I’ll show you how to achieve the task which I mentioned in the title by
hive. rank function is important to do it. If you don’t use rank, you have to do the following steps to solve the task.
- Get the list of categories.
- Issue SELECT queries to get top n items for each category(SELECT … FROM … ORDER BY … LIMIT n)

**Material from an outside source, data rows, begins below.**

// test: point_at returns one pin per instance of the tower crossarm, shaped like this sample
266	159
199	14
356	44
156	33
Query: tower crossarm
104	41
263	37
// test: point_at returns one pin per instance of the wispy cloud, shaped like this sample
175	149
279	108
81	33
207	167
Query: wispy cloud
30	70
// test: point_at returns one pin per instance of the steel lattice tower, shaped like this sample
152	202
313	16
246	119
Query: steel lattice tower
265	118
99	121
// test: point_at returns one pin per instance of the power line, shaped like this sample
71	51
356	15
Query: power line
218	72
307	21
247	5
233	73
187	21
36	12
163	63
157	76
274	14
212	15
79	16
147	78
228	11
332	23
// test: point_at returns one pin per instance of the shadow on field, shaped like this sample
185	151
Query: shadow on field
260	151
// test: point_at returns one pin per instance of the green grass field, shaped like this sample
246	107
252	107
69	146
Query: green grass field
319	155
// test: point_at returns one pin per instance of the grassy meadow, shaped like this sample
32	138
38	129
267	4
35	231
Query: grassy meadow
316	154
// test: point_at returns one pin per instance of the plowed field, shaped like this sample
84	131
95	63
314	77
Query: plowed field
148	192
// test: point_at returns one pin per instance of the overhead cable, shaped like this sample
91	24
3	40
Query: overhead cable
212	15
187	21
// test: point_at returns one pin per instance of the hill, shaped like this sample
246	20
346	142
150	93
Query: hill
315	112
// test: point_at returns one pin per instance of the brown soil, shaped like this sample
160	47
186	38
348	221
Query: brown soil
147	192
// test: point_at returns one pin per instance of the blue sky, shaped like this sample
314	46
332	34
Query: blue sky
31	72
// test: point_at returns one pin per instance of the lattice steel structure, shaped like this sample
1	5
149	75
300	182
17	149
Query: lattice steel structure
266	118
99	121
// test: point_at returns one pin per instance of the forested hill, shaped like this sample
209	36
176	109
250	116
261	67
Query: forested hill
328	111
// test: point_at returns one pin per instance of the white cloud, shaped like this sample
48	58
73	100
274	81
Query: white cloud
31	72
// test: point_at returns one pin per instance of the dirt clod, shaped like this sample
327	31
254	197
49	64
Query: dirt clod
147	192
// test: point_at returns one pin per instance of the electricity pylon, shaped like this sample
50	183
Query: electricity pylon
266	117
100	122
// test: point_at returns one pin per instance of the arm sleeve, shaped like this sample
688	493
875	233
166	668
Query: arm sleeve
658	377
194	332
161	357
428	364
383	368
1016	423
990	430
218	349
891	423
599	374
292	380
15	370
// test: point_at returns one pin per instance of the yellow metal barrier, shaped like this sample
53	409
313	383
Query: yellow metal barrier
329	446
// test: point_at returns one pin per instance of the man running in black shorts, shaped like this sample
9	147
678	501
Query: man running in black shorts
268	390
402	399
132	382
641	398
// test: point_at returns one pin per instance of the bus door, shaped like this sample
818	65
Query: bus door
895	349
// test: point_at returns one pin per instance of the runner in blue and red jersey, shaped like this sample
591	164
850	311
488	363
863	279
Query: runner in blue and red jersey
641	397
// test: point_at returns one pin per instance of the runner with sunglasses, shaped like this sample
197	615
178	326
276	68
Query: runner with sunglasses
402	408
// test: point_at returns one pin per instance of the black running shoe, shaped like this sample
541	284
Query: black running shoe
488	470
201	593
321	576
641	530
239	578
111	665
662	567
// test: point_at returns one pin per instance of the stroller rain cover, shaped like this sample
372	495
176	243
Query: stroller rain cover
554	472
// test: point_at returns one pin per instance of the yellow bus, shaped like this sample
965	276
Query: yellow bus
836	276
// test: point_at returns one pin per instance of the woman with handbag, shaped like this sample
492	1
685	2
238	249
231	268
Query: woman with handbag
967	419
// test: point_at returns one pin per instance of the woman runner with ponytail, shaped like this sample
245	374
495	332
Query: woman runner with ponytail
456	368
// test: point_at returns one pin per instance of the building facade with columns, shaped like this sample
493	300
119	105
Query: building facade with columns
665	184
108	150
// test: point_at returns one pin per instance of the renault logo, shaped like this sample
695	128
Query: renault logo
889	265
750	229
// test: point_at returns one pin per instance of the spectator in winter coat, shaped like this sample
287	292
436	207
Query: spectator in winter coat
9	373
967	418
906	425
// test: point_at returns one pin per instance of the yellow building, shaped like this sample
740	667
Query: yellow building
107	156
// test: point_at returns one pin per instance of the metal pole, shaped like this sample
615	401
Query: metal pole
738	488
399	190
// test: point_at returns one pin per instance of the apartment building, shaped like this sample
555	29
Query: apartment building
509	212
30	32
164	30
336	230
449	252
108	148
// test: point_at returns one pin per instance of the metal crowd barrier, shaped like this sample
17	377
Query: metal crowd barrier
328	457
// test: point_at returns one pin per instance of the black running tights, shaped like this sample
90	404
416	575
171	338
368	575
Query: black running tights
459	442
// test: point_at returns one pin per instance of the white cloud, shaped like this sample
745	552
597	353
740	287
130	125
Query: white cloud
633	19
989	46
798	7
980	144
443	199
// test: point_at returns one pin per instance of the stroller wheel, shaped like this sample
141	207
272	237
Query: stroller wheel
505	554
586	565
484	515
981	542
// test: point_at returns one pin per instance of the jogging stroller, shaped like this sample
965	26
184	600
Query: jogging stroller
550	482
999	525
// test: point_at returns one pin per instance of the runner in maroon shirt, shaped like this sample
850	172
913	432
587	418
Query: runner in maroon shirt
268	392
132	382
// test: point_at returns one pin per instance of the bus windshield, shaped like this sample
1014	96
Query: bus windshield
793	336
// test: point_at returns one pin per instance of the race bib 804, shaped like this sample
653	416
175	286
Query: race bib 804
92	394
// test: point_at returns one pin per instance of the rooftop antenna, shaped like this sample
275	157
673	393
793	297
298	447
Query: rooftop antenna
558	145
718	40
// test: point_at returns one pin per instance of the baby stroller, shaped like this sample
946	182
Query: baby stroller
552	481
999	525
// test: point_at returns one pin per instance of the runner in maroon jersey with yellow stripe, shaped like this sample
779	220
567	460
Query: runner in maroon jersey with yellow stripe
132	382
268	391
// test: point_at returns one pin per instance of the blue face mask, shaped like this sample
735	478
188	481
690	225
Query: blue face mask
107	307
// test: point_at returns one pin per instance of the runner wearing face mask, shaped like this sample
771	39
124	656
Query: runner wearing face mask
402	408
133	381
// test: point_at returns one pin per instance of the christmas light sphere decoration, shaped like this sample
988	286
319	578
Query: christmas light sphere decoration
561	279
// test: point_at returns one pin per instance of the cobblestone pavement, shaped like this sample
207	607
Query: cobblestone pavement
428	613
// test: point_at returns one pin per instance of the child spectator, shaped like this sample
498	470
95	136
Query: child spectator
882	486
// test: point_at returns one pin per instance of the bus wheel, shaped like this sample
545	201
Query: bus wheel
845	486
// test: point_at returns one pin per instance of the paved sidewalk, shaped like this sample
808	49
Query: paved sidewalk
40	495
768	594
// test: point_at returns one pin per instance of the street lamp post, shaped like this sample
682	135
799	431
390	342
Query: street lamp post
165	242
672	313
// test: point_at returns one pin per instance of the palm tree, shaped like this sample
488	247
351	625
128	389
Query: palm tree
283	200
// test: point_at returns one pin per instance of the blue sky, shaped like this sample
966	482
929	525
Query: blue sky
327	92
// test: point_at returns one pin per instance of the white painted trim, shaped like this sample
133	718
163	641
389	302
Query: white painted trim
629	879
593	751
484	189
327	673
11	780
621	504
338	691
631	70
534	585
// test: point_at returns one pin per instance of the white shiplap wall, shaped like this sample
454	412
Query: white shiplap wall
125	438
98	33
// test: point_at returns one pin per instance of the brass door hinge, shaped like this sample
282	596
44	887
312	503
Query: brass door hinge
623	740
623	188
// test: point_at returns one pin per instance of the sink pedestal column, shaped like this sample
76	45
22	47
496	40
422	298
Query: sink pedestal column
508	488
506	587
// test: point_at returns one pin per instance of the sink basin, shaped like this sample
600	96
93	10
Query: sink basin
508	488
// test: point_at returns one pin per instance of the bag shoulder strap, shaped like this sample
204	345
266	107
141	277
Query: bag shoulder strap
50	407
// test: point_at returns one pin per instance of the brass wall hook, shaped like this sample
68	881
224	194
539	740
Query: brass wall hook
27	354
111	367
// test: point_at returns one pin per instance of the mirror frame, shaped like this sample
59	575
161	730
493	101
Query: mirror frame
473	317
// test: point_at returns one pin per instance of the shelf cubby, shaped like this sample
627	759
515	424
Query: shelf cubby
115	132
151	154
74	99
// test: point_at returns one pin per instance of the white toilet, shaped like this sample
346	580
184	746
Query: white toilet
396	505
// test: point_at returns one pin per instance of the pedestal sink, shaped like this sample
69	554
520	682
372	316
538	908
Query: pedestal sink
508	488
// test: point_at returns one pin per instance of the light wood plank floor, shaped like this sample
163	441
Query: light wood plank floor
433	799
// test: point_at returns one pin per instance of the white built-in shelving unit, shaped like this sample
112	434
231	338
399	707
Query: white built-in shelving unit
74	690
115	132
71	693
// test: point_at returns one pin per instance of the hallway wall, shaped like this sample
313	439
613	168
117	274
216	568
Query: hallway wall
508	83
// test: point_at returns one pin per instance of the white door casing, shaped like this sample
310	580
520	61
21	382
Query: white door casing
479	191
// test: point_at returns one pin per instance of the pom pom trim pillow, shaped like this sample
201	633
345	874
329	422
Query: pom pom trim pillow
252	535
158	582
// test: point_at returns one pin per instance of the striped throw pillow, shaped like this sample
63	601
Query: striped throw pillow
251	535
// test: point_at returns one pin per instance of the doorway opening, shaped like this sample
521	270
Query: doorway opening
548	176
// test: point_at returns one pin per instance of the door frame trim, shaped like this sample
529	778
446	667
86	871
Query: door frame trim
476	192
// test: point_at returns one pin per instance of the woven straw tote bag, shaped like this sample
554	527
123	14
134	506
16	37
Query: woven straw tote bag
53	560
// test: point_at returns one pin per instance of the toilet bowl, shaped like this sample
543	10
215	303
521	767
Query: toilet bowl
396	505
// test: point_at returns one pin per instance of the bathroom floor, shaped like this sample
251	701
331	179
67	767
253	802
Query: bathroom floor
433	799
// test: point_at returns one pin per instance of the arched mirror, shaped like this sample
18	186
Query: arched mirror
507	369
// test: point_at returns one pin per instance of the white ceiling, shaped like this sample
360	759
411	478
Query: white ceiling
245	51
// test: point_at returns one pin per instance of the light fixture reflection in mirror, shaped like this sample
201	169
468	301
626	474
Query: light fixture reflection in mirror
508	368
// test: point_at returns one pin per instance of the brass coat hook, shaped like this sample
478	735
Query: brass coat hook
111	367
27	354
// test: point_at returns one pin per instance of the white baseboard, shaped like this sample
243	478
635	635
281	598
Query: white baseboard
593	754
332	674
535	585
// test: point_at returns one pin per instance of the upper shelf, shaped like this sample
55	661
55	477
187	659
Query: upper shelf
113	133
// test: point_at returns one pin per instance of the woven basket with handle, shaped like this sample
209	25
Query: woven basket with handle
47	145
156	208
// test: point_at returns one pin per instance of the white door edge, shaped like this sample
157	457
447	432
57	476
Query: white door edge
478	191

- Arrange output if it’s needed
When you use
rank function, you need to issue SELECT query only 1. Query image is like following.
SELECT
*
FROM (
SELECT
*,
rank() over (PARTITION BY category_id ORDER BY quantity DESC) as rank
FROM
sample_table
) a
WHERE
rank < n;
After this, I’ll show you a sample.
Environment
Software versions which I used in this time are following.
Prepare test data
I’ll prepare test data like following. Delimiter is tab and each columns represent are item id, genre id, item name and number of purchase.
1 a book1 100
2 b fashion1 10
3 a book2 1000
4 c food1 1
5 c food2 10
6 b fashion2 100
7 d medicine1 100
8 b fashion3 1
9 b fashion4 10
10 b fashion5 1
11 c food3 100
12 a book3 10
13 a book4 1
I’ll insert test data to new table.
$ hive
use test;
CREATE TABLE test_item_order_data(
item_id bigint,
genre_id string,
item_name string,
quantity bigint
) ROW FORMAT DELIMITED FIELDS TERMINATED BY '\t' LINES TERMINATED BY '\n';
LOAD DATA LOCAL INPATH "/path/to/test data/test.dat" OVERWRITE INTO TABLE test_item_order_data;
SELECT * FROM test_item_order_data;
1 a book1 100
2 b fashion1 10
3 a book2 1000
4 c food1 1
5 c food2 10
6 b fashion2 100
7 d medicine1 100
8 b fashion3 1
9 b fashion4 10
10 b fashion5 1
11 c food3 100
12 a book3 10
13 a book4 1
Run query with rank
Query with rank function should be like following. In this time, the query output top 3 items for each genres. I’ll use Tez in the code, but Tez is not must.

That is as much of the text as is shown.